Coleman, an American Heart Association Go Red for Women volunteer, spoke to Insider about her experience as a two-time stroke survivor and Black woman navigating the healthcare system. Even as a PhD-level nurse, she said, she's subject to systemic racism that negatively affects care.

Coleman was 38 years old and healthy when she suffered her first stroke

When Coleman woke up one morning in 2017 with an ache on the right side of her head and body, she brushed it off and went to Starbucks. Back home, though, "the headache just kept pounding, just kept persisting," she said. Then, her husband noticed her speech was garbled.

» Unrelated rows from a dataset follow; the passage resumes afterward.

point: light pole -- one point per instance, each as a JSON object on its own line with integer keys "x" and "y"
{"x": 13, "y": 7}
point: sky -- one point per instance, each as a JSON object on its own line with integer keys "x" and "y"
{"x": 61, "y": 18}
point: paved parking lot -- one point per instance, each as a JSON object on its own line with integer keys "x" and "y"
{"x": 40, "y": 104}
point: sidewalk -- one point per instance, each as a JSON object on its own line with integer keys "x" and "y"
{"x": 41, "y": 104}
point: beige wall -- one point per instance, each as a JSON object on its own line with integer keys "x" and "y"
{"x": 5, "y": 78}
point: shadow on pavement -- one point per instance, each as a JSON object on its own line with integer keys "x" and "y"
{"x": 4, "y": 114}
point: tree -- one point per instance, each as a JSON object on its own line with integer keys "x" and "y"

In retrospect, Coleman says the symptoms were "textbook" stroke. But she was 38 years old, maintained a healthy weight and good blood pressure, exercised regularly, and didn't drink, smoke, or eat red meat. "I was just a little bit in denial when the symptoms started because I'm like, 'I don't have anything wrong with me,'" Coleman said.

But then a sharp pain went down her left side, the left side of her arm felt numb and tingly, and she lost coordination. "That's when I knew I was having a stroke," she said. Her race and birth control medications were her only risk factors.